Pottery, sculpture, film and research material spanning the artist’s two-decade career are shown alongside a selection of intriguing historic ceramics from private and public collections, including the V&A. The star of the show is without a doubt A Clay Sermon (2021), a beautifully shot video, which includes archival imagery, gospel music, improvised jazz and footage of the artist sitting at a potter’s wheel in a derelict factory in Montana.
Upstairs, you’ll find brilliant ceramic pieces created by Gates that fuse personal references with African American cultural emblems, among them his large, tarred vessels installed on custom-made plinths of hand-milled wood and stone.
‘Clay has been foundational to Theaster’s intertwined artistic and social practices,’ says chief curator Lydia Lee. ‘This show explores his affinities with potters internationally and the relationships among his various studio, social engagement and urban regeneration projects.’ Add to your autumn to-do list now.

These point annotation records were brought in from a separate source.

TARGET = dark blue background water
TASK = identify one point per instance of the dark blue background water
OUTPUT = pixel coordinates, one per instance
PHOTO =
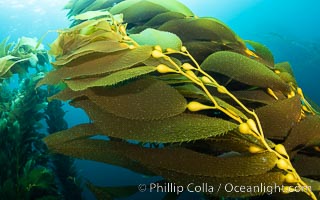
(289, 28)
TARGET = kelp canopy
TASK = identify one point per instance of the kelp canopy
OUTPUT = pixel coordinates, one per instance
(152, 72)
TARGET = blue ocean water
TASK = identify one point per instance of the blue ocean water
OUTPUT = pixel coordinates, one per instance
(289, 28)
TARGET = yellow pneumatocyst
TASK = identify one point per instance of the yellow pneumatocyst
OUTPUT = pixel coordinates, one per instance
(158, 48)
(196, 106)
(255, 149)
(281, 149)
(157, 54)
(244, 128)
(164, 69)
(221, 89)
(290, 178)
(283, 164)
(206, 80)
(183, 49)
(252, 124)
(188, 66)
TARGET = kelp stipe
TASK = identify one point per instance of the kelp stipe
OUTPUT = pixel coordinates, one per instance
(24, 164)
(148, 87)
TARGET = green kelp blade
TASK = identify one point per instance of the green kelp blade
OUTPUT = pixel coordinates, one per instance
(284, 67)
(200, 29)
(155, 37)
(192, 91)
(180, 128)
(181, 160)
(136, 14)
(101, 4)
(3, 47)
(134, 10)
(98, 46)
(244, 69)
(263, 52)
(7, 62)
(77, 132)
(143, 99)
(288, 78)
(99, 64)
(304, 134)
(257, 95)
(162, 18)
(112, 192)
(92, 14)
(278, 118)
(100, 151)
(109, 80)
(76, 7)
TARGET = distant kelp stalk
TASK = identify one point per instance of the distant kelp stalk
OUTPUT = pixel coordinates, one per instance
(153, 72)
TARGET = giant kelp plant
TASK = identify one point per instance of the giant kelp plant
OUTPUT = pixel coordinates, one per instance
(27, 170)
(151, 71)
(24, 164)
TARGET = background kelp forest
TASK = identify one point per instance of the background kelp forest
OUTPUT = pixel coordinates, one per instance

Hailed as one of the greatest shows of the year, Helen Frankenthaler: Radical Beauty shines a light on the artist’s groundbreaking woodcuts, including works never shown before in the UK. Bringing together 30 works spanning over 30 years, it explores Frankenthaler’s revolutionary approach to the woodcut, positioning her as one of the medium’s greatest innovators.
Like her abstract painterly compositions, Frankenthaler’s woodcuts boast expanses of luminous colour and fluid forms as well as a spontaneity rarely associated with the medium. Standout works include the artist’s first woodcut East and Beyond (1973) and Madame Butterfly (2000), a monumental triptych created in collaboration with Kenneth Tyler and Yasuyuki Shibata that shows Frankenthaler at her most expressive and experimental. Also featured in the show are all six woodcuts of the sequence Tales of Genji (1998), for which Frankenthaler employed her signature soak-stain technique.
‘There is something magical about how she breathes life into such a rigid medium, retaining the energy and dynamism — that born at once feeling — that you see in her painting,’ says exhibition curator Jane Findlay. ‘And with her proofs and process explored alongside we’ll show the painstaking work behind these beguiling works — revealing just how accomplished Frankenthaler was in modulating control and spontaneity in her art.’